Israel’s Netanyahu faces reckoning over Hamas disaster
- Israel’s Prime Minister Benjamin Netanyahu has warned of a ‘long and difficult’ war to destroy Hamas
- Much will depend on the result of the operation, fate of more than 200 hostages seized on October 7

Prime Minister Benjamin Netanyahu built his reputation as a security hawk on the back of his service in an elite special forces unit that carried out some of Israel’s most daring hostage rescues.
His legacy as his country’s longest serving leader will now be shaped by one of the worst security failures it has known and by the fate of more than 200 hostages seized by Palestinian Hamas gunmen from Gaza who Israel says killed 1,400 people on the deadliest day of its 75-year-old history.
The scale of the killing, accounts of trauma and images of the violence that emerged from the southern Israeli communities around Gaza have shaken the country.

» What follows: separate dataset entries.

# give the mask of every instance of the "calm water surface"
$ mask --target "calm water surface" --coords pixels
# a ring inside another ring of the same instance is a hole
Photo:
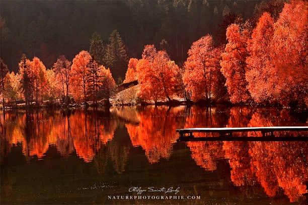
[[[307,201],[306,142],[177,142],[182,128],[308,126],[288,109],[149,106],[0,115],[2,204]]]

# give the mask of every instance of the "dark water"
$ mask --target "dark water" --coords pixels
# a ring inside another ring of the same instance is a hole
[[[182,128],[308,126],[288,109],[151,106],[0,114],[2,204],[307,202],[306,142],[177,142]],[[307,133],[275,133],[300,134]]]

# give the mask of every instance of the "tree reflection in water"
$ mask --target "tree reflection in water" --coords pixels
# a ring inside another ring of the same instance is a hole
[[[2,113],[0,117],[2,164],[13,146],[21,146],[29,163],[31,159],[44,159],[52,146],[63,158],[75,152],[84,162],[93,162],[101,174],[105,172],[109,159],[116,173],[123,173],[130,153],[137,147],[144,151],[151,164],[170,159],[179,138],[176,132],[178,128],[307,126],[287,109],[246,107],[112,107],[107,110],[12,110],[5,114],[5,117]],[[248,132],[245,135],[260,133]],[[227,159],[235,186],[259,184],[269,196],[282,190],[291,202],[305,192],[305,142],[187,142],[186,146],[196,164],[205,170],[216,170],[218,160]],[[6,186],[6,190],[10,190],[10,186]]]

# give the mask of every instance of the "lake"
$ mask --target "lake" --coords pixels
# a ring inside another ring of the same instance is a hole
[[[307,201],[306,142],[177,142],[183,128],[308,126],[288,109],[153,105],[0,116],[2,204]]]

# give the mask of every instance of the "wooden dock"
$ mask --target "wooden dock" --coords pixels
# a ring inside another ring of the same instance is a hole
[[[180,133],[179,141],[307,141],[308,134],[298,136],[276,137],[274,131],[308,131],[308,126],[275,126],[253,127],[208,127],[192,128],[177,129]],[[234,132],[260,131],[262,136],[233,136]],[[218,133],[217,137],[197,137],[194,132]]]

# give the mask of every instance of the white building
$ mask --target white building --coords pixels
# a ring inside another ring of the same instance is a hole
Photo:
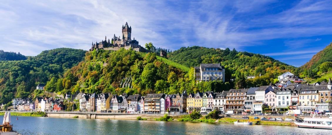
[[[42,99],[40,103],[41,111],[45,111],[45,108],[46,107],[46,101],[44,100],[43,99]]]
[[[222,80],[225,82],[225,67],[219,64],[201,64],[195,67],[194,76],[197,82]]]
[[[37,86],[36,89],[37,90],[44,90],[44,87],[45,87],[45,85],[39,84]]]
[[[291,105],[292,91],[290,88],[278,89],[275,91],[277,93],[276,95],[277,97],[276,98],[277,108],[286,108]]]
[[[278,76],[278,79],[279,80],[279,81],[281,81],[284,79],[285,78],[293,75],[294,75],[294,74],[291,73],[287,72]]]

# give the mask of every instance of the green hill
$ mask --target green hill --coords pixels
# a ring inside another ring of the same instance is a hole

In his sixth term as prime minister, Netanyahu, 74, heads one of Israel’s most extreme right-wing coalitions and has come under increasing pressure as the initial shock has given way to fury at the failures that allowed the attack to take place.

He has refused to accept responsibility, saying only that everyone will have to answer difficult questions when the war with Hamas is over, and in one of his rare press conferences, dismissed a question asking if he would resign.